If your vision slowly deteriorates, you experience loss of vision or any of the other symptoms of blurred vision, you should reach out to your optometrist or eye doctor.

How is blurred vision treated?

In the case that blurred vision is caused by a decrease in blood sugar, it can help to eat foods that are rich in fast-acting sugars, like fruit juices and sweets. Glucose tablets can also be used to increase blood sugar in a flash.

Depending on the actual cause of the blurred vision, other treatments can range from eye drops and medications to laser eye surgeries.
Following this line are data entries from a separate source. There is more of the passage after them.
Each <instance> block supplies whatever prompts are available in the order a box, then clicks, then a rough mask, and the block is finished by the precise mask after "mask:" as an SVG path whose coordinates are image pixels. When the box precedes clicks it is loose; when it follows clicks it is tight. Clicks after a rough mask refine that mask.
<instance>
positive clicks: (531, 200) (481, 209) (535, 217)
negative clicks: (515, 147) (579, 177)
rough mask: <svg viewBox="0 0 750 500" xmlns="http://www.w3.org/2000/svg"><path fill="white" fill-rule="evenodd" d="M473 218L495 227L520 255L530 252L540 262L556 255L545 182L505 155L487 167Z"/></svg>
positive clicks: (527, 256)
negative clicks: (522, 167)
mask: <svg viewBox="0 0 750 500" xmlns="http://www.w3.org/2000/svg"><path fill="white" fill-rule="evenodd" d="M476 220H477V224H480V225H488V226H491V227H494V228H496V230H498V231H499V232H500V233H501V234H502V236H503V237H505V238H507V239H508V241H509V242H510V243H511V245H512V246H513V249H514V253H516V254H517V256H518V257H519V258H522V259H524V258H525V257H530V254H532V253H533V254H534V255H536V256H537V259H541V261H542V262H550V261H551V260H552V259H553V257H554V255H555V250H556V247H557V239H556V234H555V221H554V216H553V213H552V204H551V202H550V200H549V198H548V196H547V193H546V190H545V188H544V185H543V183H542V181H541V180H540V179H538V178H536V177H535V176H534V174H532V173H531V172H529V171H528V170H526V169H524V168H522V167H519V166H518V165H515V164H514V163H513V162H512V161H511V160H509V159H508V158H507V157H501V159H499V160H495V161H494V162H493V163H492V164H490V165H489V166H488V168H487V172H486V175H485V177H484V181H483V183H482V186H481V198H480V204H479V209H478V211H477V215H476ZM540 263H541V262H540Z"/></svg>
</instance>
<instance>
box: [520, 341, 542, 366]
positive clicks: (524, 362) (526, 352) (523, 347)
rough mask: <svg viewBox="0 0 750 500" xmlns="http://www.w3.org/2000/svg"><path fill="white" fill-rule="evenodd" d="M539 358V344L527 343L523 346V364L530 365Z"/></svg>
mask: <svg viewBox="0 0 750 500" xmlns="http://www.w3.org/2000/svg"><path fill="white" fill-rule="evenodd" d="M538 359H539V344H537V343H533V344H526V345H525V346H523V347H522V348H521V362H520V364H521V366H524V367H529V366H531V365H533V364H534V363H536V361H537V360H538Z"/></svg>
How is blurred vision prevented?

Sometimes, blurred vision can simply not be prevented, however, you can adopt certain practices to look after your eyes, lowering the risk of causes related to lifestyle:

  • Schedule regular eye tests and contact lens check-ups to keep track of your prescription and eye health.
  • Incorporate foods that are good for your eyes into your diet, including leafy greens, fresh fish and fruit, and avoid high blood pressure and high blood sugar.
  • Opt for UV contact lenses to protect your eyes from harmful UV rays, paired with good quality sunglasses.
  • Avoid smoking or drinking heavily to lower your risk of developing eye diseases down the line.
  • Wash your hands for 20 seconds with clean, warm water and dry them with a lint-free towel before putting on or taking out your contact lenses to avoid nasty eye infections.
  • Avoid sleeping with contact lenses, unless advised by your optician and if you’ve chosen a longer wearing pattern, store them in a multi-purpose solution.
  • Swimming with contact lenses or showering with contact lenses is not advised, as bacteria from the water can become trapped in your eyes, possibly causing an eye infection or eye conditions down the line.
  • Follow the wearing pattern and eye care routine that your optician has recommended.
  • Choose protective goggles when swimming, skiing, playing extreme sports or doing any DIY activities.